El Minuto | Los hechos de violencia cometidos por el Estado de Chile durante el Estallido Social de octubre de 2019, que en su oportunidad fueron denunciados internacionalmente y judicializados en nuestro país, condujeron a que el nuevo y emergente gobierno del Presidente Gabriel Boric deba necesariamente hacerse cargo de las indemnizaciones por los daños y perjuicios sufridos por las víctimas así declaradas.
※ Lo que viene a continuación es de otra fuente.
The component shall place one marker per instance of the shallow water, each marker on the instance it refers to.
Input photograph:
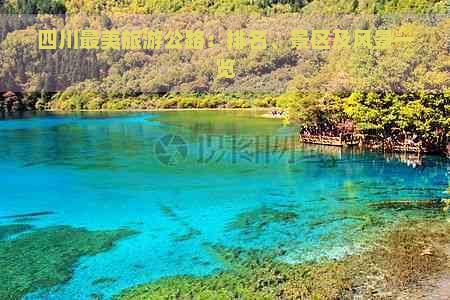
(188, 180)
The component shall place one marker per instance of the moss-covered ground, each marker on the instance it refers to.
(397, 259)
(45, 257)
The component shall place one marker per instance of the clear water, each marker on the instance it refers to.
(181, 179)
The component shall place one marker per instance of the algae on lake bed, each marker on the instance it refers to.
(45, 257)
(400, 257)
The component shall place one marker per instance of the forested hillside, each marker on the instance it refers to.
(403, 89)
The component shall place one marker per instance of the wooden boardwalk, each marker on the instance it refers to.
(326, 140)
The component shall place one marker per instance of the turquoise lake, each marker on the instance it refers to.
(185, 179)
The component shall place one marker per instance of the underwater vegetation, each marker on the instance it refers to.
(399, 257)
(9, 230)
(45, 257)
(256, 220)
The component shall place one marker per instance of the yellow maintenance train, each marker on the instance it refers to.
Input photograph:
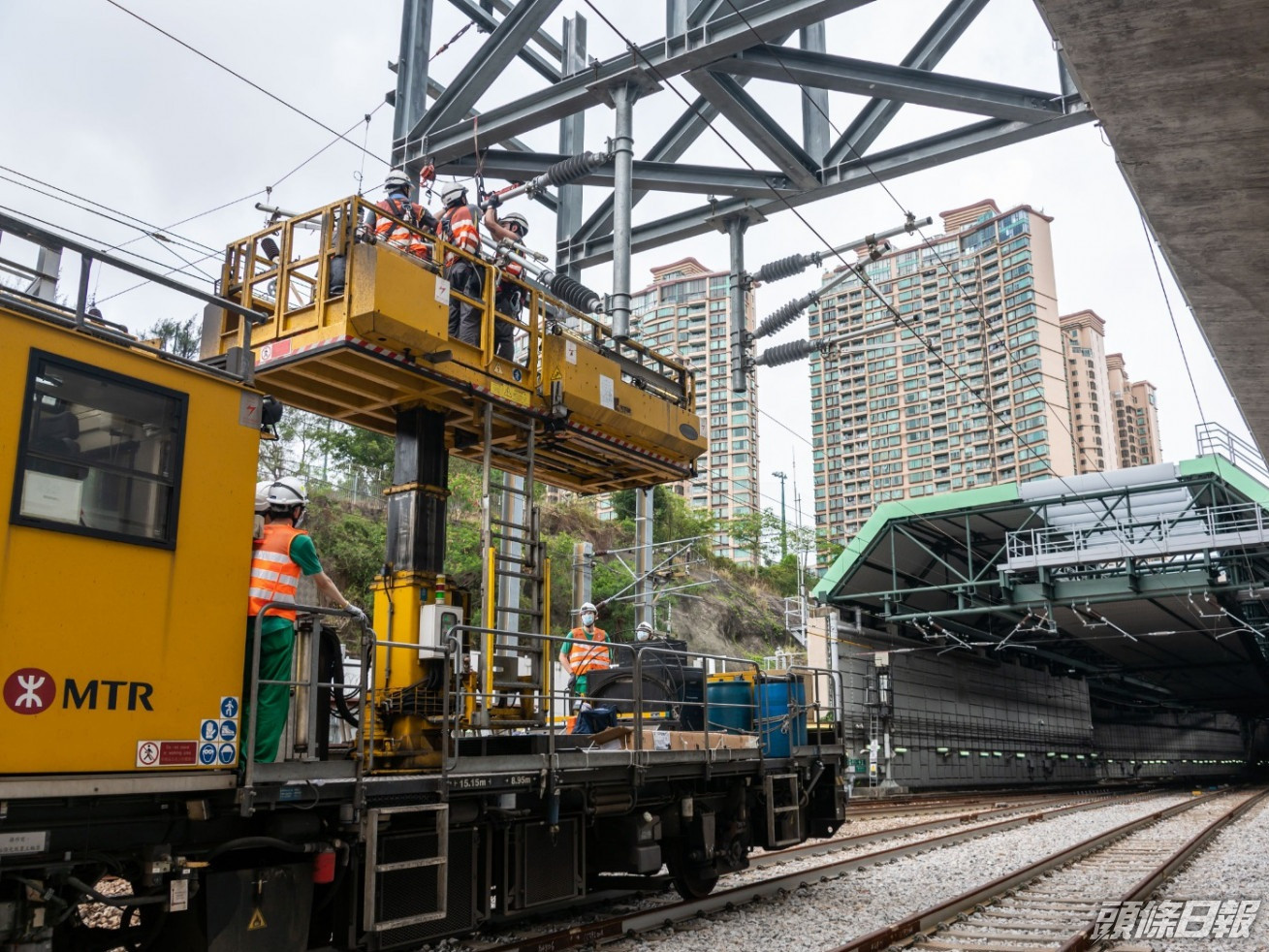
(452, 799)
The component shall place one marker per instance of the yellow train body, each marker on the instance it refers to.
(124, 565)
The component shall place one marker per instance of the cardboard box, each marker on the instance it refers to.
(611, 738)
(693, 740)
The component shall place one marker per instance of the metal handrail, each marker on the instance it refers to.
(1158, 529)
(312, 683)
(1214, 438)
(245, 270)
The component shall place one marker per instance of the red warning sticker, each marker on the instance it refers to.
(173, 753)
(167, 753)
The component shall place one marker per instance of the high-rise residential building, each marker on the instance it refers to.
(1136, 417)
(686, 311)
(1088, 380)
(966, 388)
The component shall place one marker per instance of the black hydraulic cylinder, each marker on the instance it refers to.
(417, 504)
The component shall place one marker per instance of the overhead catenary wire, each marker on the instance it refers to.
(1005, 423)
(238, 75)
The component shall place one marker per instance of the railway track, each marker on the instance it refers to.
(721, 900)
(1054, 903)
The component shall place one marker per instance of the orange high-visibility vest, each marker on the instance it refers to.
(274, 575)
(587, 653)
(460, 230)
(391, 233)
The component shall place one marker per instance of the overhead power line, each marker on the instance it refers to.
(238, 75)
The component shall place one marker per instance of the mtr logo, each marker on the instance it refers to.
(34, 690)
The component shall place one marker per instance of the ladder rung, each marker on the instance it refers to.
(410, 865)
(509, 524)
(513, 574)
(508, 488)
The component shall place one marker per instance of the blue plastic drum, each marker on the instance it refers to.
(780, 726)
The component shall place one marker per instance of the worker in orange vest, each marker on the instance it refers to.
(278, 558)
(587, 651)
(398, 205)
(506, 294)
(460, 226)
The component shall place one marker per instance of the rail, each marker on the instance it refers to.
(299, 274)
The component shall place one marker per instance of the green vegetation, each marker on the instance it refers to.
(721, 606)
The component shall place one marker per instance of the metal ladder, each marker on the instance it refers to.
(512, 537)
(394, 861)
(783, 811)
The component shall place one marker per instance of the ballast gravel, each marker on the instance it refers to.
(824, 915)
(1235, 866)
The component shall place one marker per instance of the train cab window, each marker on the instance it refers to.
(101, 454)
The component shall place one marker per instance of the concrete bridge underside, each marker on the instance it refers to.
(1182, 89)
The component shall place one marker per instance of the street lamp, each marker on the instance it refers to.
(784, 534)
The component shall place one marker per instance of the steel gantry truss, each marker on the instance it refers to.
(719, 49)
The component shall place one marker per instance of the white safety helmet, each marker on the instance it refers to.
(262, 495)
(287, 492)
(453, 193)
(517, 218)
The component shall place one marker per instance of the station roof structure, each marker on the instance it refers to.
(1147, 582)
(1181, 90)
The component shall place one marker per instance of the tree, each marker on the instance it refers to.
(360, 454)
(179, 337)
(673, 518)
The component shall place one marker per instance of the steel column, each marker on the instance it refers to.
(815, 102)
(573, 135)
(623, 158)
(644, 511)
(411, 91)
(736, 226)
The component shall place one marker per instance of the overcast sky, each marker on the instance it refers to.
(98, 103)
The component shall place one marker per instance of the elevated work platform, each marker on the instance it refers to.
(356, 332)
(1151, 583)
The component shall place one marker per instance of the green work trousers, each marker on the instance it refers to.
(270, 710)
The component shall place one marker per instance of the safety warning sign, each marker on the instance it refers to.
(167, 753)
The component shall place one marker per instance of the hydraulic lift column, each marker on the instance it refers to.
(414, 560)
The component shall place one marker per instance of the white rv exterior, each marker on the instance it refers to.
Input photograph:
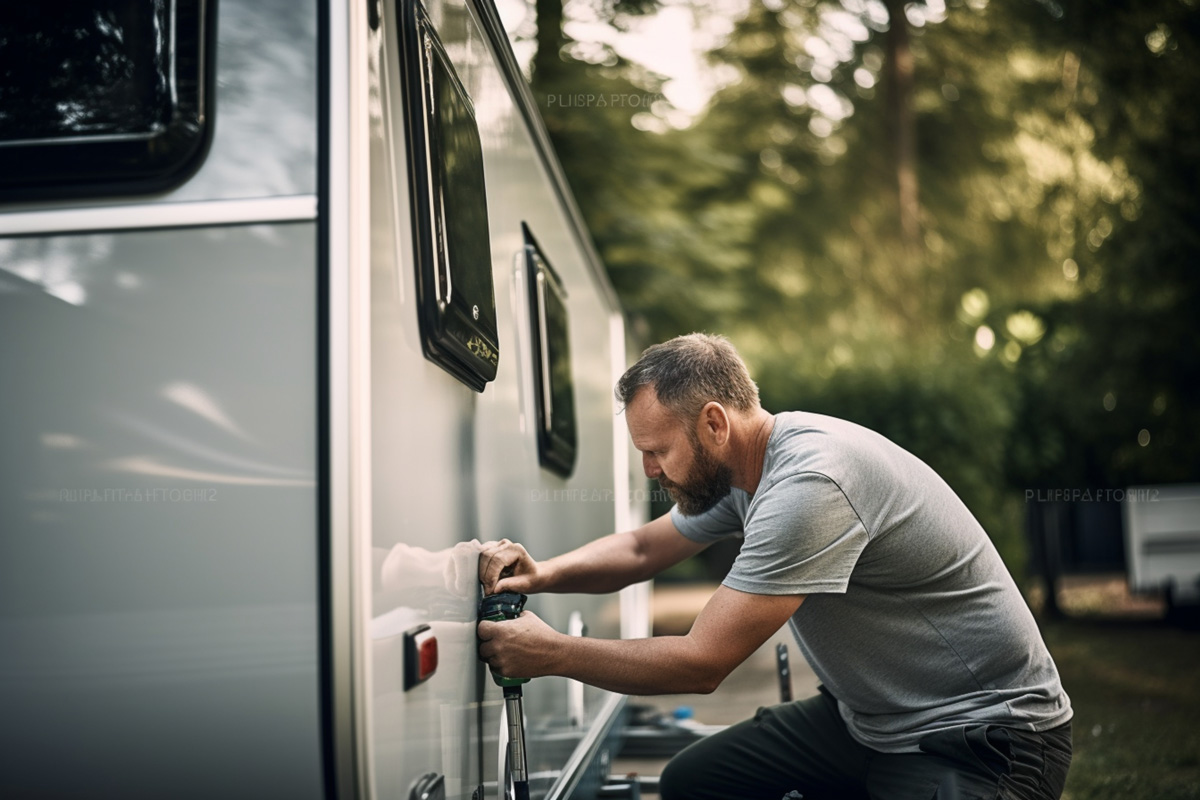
(1162, 525)
(231, 479)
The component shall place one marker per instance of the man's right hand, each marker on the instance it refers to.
(507, 566)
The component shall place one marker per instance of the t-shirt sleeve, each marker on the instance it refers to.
(803, 537)
(719, 522)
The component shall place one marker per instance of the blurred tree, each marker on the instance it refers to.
(1024, 322)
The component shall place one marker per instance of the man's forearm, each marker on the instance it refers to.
(600, 566)
(663, 665)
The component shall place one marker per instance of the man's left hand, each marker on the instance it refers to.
(520, 648)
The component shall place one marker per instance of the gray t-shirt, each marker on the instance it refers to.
(911, 619)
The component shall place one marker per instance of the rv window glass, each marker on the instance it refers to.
(454, 257)
(555, 386)
(102, 97)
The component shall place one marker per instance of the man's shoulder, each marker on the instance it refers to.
(804, 441)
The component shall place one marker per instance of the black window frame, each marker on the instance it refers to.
(135, 163)
(459, 332)
(557, 444)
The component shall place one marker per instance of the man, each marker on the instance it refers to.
(936, 683)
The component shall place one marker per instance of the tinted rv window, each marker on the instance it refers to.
(103, 96)
(454, 258)
(555, 389)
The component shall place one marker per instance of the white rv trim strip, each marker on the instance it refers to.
(349, 392)
(138, 216)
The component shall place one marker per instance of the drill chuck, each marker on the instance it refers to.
(497, 608)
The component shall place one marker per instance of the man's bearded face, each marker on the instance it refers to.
(706, 486)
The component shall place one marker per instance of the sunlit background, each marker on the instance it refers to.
(971, 226)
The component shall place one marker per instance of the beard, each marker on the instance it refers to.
(711, 483)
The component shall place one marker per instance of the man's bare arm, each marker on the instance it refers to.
(600, 566)
(731, 626)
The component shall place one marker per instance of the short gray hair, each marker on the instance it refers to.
(689, 372)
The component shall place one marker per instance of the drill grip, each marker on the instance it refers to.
(497, 608)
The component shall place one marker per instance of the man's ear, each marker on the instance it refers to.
(713, 426)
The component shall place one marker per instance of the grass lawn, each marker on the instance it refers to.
(1135, 687)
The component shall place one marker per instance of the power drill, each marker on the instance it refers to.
(496, 608)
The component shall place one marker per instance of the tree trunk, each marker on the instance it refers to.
(547, 61)
(903, 126)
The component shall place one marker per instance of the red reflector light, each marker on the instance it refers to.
(420, 655)
(427, 656)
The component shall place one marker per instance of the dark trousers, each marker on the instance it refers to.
(802, 750)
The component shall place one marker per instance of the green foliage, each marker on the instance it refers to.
(1043, 336)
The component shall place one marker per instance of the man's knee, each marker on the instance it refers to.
(677, 780)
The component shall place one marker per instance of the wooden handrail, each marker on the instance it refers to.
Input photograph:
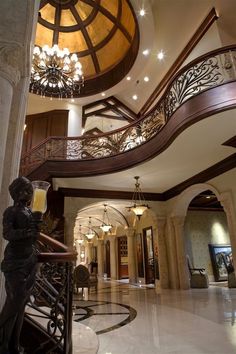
(62, 253)
(57, 257)
(208, 71)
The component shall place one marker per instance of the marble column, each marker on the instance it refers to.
(178, 222)
(113, 258)
(171, 254)
(162, 253)
(15, 64)
(100, 256)
(226, 201)
(89, 252)
(130, 232)
(69, 230)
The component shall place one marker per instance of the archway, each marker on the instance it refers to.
(178, 216)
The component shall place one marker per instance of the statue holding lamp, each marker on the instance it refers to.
(21, 229)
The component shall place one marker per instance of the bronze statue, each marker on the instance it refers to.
(20, 229)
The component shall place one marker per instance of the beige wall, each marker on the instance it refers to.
(201, 229)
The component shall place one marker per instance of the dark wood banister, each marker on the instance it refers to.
(182, 70)
(134, 124)
(62, 253)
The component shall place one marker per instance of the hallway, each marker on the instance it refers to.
(137, 320)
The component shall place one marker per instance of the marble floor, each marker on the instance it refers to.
(131, 319)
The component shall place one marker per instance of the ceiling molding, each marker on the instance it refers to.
(231, 142)
(202, 29)
(204, 176)
(105, 194)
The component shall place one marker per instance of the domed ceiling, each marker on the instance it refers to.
(103, 33)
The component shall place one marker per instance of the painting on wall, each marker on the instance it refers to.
(221, 257)
(139, 248)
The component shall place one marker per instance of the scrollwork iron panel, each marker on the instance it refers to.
(210, 71)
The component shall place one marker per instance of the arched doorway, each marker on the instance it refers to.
(179, 274)
(206, 236)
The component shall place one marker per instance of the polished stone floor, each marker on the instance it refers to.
(139, 320)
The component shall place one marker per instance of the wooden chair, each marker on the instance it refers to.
(198, 276)
(84, 279)
(230, 270)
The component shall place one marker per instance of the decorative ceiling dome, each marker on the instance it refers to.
(103, 33)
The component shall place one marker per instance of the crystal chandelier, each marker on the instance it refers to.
(139, 204)
(106, 226)
(90, 234)
(55, 72)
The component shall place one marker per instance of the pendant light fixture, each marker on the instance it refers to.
(90, 234)
(139, 205)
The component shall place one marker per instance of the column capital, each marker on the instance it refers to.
(11, 54)
(161, 221)
(130, 232)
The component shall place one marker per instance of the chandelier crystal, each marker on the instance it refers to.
(106, 226)
(90, 234)
(55, 72)
(139, 205)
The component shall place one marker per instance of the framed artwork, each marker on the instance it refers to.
(218, 254)
(139, 251)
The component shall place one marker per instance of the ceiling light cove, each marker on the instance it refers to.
(104, 35)
(146, 52)
(160, 55)
(142, 12)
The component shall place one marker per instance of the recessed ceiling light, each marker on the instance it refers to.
(146, 52)
(160, 55)
(142, 12)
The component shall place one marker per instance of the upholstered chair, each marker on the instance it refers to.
(198, 276)
(84, 279)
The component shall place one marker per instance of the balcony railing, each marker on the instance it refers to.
(213, 69)
(48, 315)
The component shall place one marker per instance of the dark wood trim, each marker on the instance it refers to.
(87, 40)
(105, 194)
(207, 103)
(202, 29)
(211, 172)
(120, 109)
(220, 167)
(231, 142)
(113, 19)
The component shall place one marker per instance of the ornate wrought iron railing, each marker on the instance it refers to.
(50, 307)
(208, 71)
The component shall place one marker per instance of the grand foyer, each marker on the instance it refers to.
(175, 166)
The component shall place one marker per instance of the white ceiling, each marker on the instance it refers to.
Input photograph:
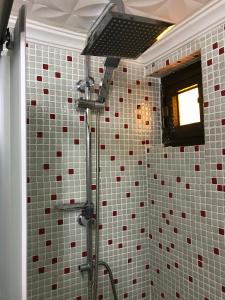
(79, 15)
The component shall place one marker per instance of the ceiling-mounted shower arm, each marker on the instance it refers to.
(111, 63)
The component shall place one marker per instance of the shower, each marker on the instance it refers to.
(114, 35)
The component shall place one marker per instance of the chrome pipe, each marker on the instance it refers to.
(88, 116)
(97, 210)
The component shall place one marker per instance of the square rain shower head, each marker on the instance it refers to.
(122, 35)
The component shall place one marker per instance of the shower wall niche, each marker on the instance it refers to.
(56, 172)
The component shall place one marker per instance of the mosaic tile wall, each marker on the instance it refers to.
(186, 188)
(56, 172)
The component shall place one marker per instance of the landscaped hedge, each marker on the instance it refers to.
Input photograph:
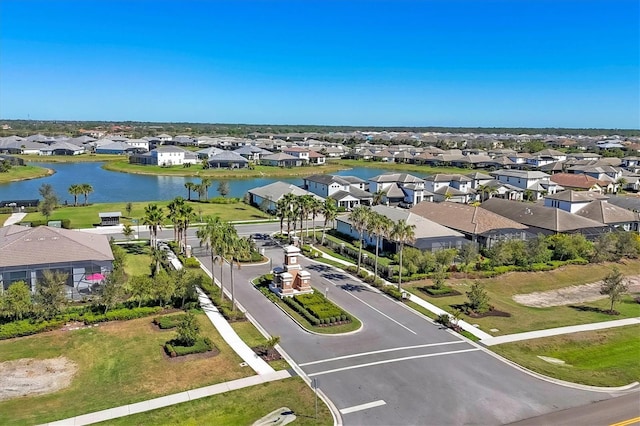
(173, 349)
(120, 315)
(28, 327)
(168, 322)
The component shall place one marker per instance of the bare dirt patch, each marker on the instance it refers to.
(570, 295)
(29, 376)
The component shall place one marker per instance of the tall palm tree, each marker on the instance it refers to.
(402, 233)
(86, 190)
(380, 226)
(153, 218)
(329, 211)
(174, 216)
(359, 217)
(75, 190)
(190, 186)
(211, 235)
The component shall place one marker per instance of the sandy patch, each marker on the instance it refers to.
(569, 295)
(29, 376)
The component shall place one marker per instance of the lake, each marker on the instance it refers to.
(111, 186)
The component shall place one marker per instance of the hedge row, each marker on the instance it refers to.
(168, 322)
(120, 315)
(31, 326)
(202, 345)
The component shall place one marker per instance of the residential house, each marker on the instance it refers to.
(281, 159)
(476, 223)
(25, 253)
(429, 235)
(535, 183)
(545, 220)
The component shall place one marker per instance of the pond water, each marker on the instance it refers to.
(109, 187)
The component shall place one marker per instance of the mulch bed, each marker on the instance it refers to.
(273, 355)
(190, 357)
(491, 313)
(451, 293)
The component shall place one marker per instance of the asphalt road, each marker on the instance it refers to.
(399, 369)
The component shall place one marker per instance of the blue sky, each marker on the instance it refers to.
(489, 63)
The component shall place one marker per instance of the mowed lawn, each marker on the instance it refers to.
(523, 318)
(118, 363)
(599, 358)
(23, 172)
(239, 407)
(197, 171)
(87, 216)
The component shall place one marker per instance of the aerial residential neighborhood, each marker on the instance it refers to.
(278, 212)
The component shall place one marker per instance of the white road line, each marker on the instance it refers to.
(377, 310)
(363, 406)
(380, 352)
(335, 370)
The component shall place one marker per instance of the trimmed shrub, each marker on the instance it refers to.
(168, 322)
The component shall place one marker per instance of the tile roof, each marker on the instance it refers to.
(465, 218)
(20, 245)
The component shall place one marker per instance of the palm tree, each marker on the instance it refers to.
(153, 218)
(380, 226)
(359, 217)
(402, 233)
(329, 211)
(86, 190)
(211, 236)
(75, 190)
(206, 183)
(190, 186)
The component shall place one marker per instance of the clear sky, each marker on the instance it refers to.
(530, 63)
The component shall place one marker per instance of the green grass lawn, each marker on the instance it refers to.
(197, 171)
(598, 358)
(118, 363)
(17, 173)
(82, 158)
(87, 216)
(409, 168)
(239, 407)
(4, 217)
(523, 318)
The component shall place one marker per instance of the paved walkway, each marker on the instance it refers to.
(557, 331)
(415, 299)
(231, 337)
(168, 400)
(14, 218)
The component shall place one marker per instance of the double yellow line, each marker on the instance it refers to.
(627, 422)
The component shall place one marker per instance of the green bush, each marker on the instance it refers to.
(28, 327)
(168, 322)
(191, 262)
(173, 348)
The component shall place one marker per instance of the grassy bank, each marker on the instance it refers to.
(82, 158)
(118, 363)
(409, 168)
(25, 172)
(197, 171)
(523, 318)
(87, 216)
(239, 407)
(598, 358)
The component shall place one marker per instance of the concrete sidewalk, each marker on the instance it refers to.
(14, 218)
(231, 337)
(415, 299)
(557, 331)
(168, 400)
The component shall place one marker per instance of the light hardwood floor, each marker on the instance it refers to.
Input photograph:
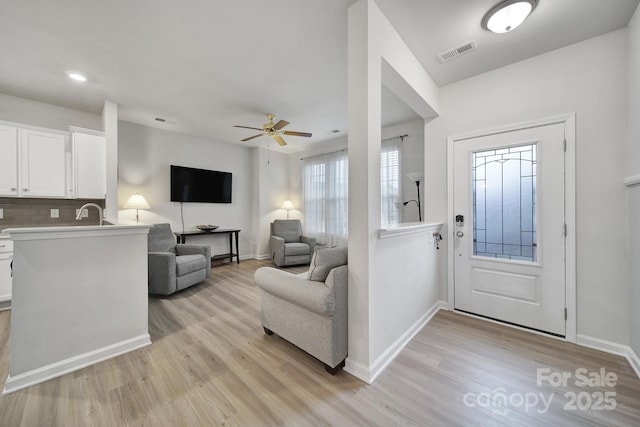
(211, 364)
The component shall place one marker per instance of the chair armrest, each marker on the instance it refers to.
(162, 272)
(196, 250)
(311, 241)
(276, 246)
(314, 296)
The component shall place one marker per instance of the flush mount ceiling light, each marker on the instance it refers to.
(76, 76)
(507, 15)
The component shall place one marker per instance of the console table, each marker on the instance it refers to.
(182, 237)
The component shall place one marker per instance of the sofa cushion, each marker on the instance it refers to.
(324, 260)
(186, 264)
(161, 239)
(289, 229)
(291, 249)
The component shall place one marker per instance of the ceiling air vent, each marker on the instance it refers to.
(448, 55)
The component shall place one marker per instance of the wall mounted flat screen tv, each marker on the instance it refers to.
(200, 185)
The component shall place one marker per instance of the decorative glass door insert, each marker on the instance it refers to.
(504, 203)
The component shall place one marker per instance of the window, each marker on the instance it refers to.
(326, 188)
(390, 183)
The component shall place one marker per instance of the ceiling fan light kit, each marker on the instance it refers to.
(507, 15)
(274, 130)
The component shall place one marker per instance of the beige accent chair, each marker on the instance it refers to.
(287, 244)
(174, 267)
(310, 309)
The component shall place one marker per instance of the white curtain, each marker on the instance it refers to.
(325, 192)
(390, 182)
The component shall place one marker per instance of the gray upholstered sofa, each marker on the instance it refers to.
(310, 309)
(174, 267)
(287, 244)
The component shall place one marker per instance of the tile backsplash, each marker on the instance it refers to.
(22, 212)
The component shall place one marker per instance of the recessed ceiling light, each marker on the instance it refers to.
(507, 15)
(76, 76)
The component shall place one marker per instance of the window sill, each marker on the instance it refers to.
(409, 228)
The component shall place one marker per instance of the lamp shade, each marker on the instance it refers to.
(415, 176)
(136, 201)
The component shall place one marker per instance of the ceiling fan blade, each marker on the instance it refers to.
(292, 133)
(251, 137)
(280, 124)
(246, 127)
(279, 140)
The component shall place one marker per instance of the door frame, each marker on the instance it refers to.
(569, 122)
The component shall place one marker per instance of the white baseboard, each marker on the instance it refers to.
(612, 348)
(370, 373)
(36, 376)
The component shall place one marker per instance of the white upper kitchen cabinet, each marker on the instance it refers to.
(90, 160)
(8, 161)
(42, 164)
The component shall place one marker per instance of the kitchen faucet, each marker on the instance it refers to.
(85, 206)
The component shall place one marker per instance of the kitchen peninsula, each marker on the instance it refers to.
(79, 297)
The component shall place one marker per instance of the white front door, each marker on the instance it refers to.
(509, 244)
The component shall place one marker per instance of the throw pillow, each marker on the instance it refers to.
(324, 260)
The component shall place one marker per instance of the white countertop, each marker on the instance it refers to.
(71, 231)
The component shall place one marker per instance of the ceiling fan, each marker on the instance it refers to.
(274, 130)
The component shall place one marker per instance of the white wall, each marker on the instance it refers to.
(110, 126)
(26, 111)
(144, 158)
(633, 169)
(412, 161)
(590, 79)
(270, 190)
(390, 288)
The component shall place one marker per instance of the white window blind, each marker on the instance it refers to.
(325, 188)
(390, 182)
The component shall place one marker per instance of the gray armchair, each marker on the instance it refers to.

Sin embargo, miembros de la Corporación de Retornados han argumentado que, antes de reparar a las denominadas Víctimas del Estallido Social, el Estado de Chile aún está en deuda con las Víctimas de la Dictadura, en especial para con aquellos que fueron estafados por los créditos provenientes de Alemania.

En dos reuniones sostenidas en las oficinas de la Subsecretaría de Derechos Humanos del Ministerio de Justicia, con víctimas de violencia política durante la dictadura y, en presencia de uno de los abogados que representó a la Corporación de Retornados en este juicio, en los  Recursos de Casación de Forma y Fondo ante la instancia correspondiente, fueron advertidos por dicha cartera que primero se reparará a las Víctimas del Estallido Social y con posterioridad a las víctimas de la Operación Retorno y gran cantidad de presos políticos y víctimas aún sin reparar de esa época, lo que debiera ocurrir en los próximos tres años.

Los asistentes a estas reuniones, principalmente, el abogado, se preguntan que, si el Gobierno actual carece de fondos suficientes para otorgar ayuda social a los chilenos de menores ingresos, por la crisis económica e inflacionaria actual, cómo obtendrá los fondos para indemnizar a las Víctimas del Estallido Social y se hacen la siguiente pregunta: ¿Es que acaso el Gobierno deberá recurrir a dineros provenientes de la cooperación internacional? Si así ocurriese, los Retornados Políticos, y demás víctimas, señalan que no están dispuestos a continuar esperando y, por ello, decidieron hacer pública la situación anterior ocurrida con el Convenio chileno alemán, pues creen que los nuevos dineros tampoco llegarán a las Víctimas del Estallido Social.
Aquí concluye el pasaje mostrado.